Valutare la Ferrari di Luca Cordero di Montezemolo dai risultati degli ultimi sei anni di Formula 1 sarebbe come giudicare un giocatore da «un calcio di rigore». E, come Francesco De Gregori insegna nella sua La leva calcistica del '68, «un giocatore lo vedi dal coraggio, dall'altruismo e dalla fantasia». Mentre un presidente di un'azienda lo vedi dai numeri. Che nel caso di Montezemolo sono tutt'altro che da perdente.
SUCCESSI FERRARI. Dal 1991, il Cavallino ha subito profonde trasformazioni che ne hanno decretato l'attuale successo, evidenziato dal titolo di «brand più influente al mondo» assegnato alla Ferrari negli ultimi due anni dalla società di consulenza indipendente Brand-finance.
Spulciando i bilanci di Maranello, si scopre che se nel 1993 l'azienda fatturava 247 milioni di euro, 20 anni dopo è arrivata a 2,3 miliardi, con circa 6.900 auto consegnate contro le appena 1.600 del passato.

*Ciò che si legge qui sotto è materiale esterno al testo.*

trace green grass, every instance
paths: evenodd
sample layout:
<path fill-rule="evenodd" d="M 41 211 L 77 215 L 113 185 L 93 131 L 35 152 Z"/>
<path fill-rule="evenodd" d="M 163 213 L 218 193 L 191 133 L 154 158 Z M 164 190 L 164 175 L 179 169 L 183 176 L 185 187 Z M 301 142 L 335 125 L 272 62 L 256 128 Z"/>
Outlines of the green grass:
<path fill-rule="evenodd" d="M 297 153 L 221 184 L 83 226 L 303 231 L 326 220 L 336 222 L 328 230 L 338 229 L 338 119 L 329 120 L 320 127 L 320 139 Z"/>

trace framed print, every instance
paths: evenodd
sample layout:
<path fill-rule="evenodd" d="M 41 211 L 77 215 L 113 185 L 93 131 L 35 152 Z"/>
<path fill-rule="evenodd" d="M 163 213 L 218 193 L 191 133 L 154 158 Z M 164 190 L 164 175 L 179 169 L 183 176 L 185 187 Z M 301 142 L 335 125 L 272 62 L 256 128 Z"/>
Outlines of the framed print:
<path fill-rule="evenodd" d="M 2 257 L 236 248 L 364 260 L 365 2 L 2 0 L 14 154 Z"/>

Senza considerare i 62 mercati globali attivi (nel 1993 erano 29) e il raddoppio dei dipendenti in due decenni (3 mila di oggi contro i 1.600 degli Anni 90).
SOLO SEI ANNI DI FLOP. Dietro l'uscita di scena di Montezemolo, dunque, non c'è una ragione economica (il presidente lascia con un bonus di 27 milioni di euro). Ma neppure sportiva, visto che il maggiore responsabile del flop della Rossa in pista, Stefano Domenicali, ha già pagato per i suoi errori. E poi sei anni senza successi non sono un evento così drammatico per la Formula 1: Montezemolo, nel suo discorso d'addio, ha ricordato che in passato il Cavallino ha fatto 20 anni di digiuno, anche se il vero periodo buio è stato leggermente più corto, essendo durato dal 1983 al 1999 con la vittoria del Mondiale costruttori.
QUOTAZIONE IN USA. La ragione dell'arrivo di Sergio Marchionne ai vertici della Ferrari è da ricercarsi allora nelle strategie dell'amministratore delegato di Fiat Chrysler automobiles (Fca) che sta preparando lo sbarco della nuova società a Wall Street.
Gli americani hanno una vera passione per il Cavallino: gli Stati Uniti sono, infatti, il primo mercato per la Rossa con oltre 2 mila auto, ben distanti dalle appena 677 della Gran Bretagna, che rappresenta il primo mercato in Europa.
MESSAGGIO AGLI INVESTITORI. Marchionne, dunque, vuole presentarsi a Wall Street con un messaggio chiaro per gli investitori: Ferrari fa parte del gruppo Fca (Fiat ne detiene il 90%) e non si tratta di un'azienda a sé. Come dire, allora, che il gioiello di famiglia contribuirà alla crescita globale e visti i numeri c'è da stare tranquilli. E se poi i conti non torneranno e servirà una scossa, basterà produrre più auto del Cavallino, alla faccia del tetto auto-imposto di 7 mila vetture all'anno.
In Usa Marchionne gode di grande stima (compresa quella del presidente Barack Obama) e se ha deciso di mettere la sua faccia nell'operazione, allora gli americani possono dormire sonni tranquilli. Gli investitori avevano solo bisogno di rassicurazioni. Perché Oltreoceano non si sono mai curati di quello che succede in Formula 1.